After my Imagen 3 interlude, I continued with more Gemini demos. In one of them, I could pull up Gemini’s overlay on an Android phone and ask questions about anything on the screen. This really showed how we’re not only expanding what you can ask Gemini, but we’re also making Gemini context aware, so it can anticipate your needs and provide helpful suggestions.

The use case here was a lengthy oven manual. Whether it's a demo or real life, that's not something I'd be excited about reading. Instead of skimming through the document, I pulled up Gemini and immediately got an "Ask this PDF" suggestion. I tested questions like "how do I update the clock" and quickly got accurate answers. It worked just as well with YouTube videos. Instead of watching a 20-minute workout video, I asked a quick question about how to modify planks, got an answer, and was on my way onto the next demo, where I tested a new conversation mode called Gemini Live that lets you talk with Gemini in the app, no typing required.

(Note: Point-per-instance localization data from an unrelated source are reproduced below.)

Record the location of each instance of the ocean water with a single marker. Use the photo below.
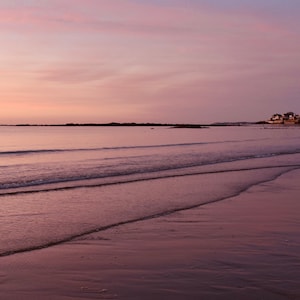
(61, 183)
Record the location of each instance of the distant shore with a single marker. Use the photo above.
(133, 124)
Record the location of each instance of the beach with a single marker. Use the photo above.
(242, 247)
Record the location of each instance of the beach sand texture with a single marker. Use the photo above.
(244, 247)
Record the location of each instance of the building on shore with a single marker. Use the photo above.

Speaking with Gemini was a different experience than the traditional chatbot interface: Gemini’s answers are a lot more conversational than the paragraphs of texts and bullet-pointed lists you might usually get. In my demo, I learned you could even cut off Gemini in the middle of an answer. After asking for a list of kid’s activities for a summer vacation, I was able to interrupt a list of suggestions to dive in deeper on what materials I’d need for tie-dying a shirt.

The Project Astra — or “advanced seeing and talking responsive agent” — demo took things a step further to show the cutting edge of where our conversational AI projects are heading.

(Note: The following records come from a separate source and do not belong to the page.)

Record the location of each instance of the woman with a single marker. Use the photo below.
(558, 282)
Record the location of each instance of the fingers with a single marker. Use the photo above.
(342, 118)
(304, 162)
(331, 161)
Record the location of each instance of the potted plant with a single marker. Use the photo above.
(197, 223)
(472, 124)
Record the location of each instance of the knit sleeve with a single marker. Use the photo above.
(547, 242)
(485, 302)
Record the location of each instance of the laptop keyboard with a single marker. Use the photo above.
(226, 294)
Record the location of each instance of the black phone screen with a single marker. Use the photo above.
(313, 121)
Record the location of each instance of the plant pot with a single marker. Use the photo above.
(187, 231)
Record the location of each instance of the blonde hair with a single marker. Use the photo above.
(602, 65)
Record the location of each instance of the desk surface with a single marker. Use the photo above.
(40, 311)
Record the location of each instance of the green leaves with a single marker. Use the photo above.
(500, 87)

Our AI Sandbox, where developers and attendees tried out demos like Project Astra and other creative AI experiments, like MusicFX’s DJ Mode.

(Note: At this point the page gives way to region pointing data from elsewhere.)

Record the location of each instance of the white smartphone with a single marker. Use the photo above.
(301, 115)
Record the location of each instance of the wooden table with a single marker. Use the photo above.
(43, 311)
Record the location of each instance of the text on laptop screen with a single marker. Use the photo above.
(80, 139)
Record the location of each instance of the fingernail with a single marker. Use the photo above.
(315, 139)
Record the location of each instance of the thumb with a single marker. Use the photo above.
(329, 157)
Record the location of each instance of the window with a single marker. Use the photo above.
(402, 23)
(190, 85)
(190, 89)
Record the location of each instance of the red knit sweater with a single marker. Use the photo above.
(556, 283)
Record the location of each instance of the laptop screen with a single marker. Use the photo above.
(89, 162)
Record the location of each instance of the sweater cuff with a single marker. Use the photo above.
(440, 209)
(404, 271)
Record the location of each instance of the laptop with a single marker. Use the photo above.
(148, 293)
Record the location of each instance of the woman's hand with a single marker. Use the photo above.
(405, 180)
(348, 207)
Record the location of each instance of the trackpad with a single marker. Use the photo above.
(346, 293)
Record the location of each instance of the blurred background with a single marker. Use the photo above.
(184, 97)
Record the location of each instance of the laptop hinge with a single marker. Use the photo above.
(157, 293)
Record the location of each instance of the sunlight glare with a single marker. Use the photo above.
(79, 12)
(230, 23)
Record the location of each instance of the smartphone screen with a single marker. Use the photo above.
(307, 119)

Instead of only working with whatever is on your screen, or the information that you’ve typed into a chat box, Astra’s multimodal capabilities can understand conversational speech prompts and live video feeds at the same time to unlock new kinds of AI experiences.

Astra’s alliteration demo started out simply: I showed the camera — an overhead camera in this setup, but Astra can also use a phone camera or a camera on a wearable device — an object, like a banana or a piece of bread, and Gemini riffed on it with an alliterative sentence. I added more objects, and Gemini kept the conversation going, from “Bright bananas bask beautifully on the board” with a single fruit to “Culinary creations can catch the eye” when presented with a whole buffet board.

Astra alliterates with bananas, baguettes… and anything else you can show it.

Another Astra demo let me play Pictionary with Gemini: a seemingly simple interaction, but one that required the agent to understand images, remember what had been drawn each round of the game and use general knowledge to actually guess what I was drawing. In one demo, Astra knew that a circle wasn’t enough to base a guess on, but as I added lines underneath it, it went quickly from ID-ing a stick figure to recognizing that a person holding up a skull emoji was Hamlet.

Astra is undefeated at Pictionary.

Moving through the AI Sandbox and other demo stations felt like a glimpse into tomorrow. It was also humbling: Astra beat me at Pictionary in multiple rounds!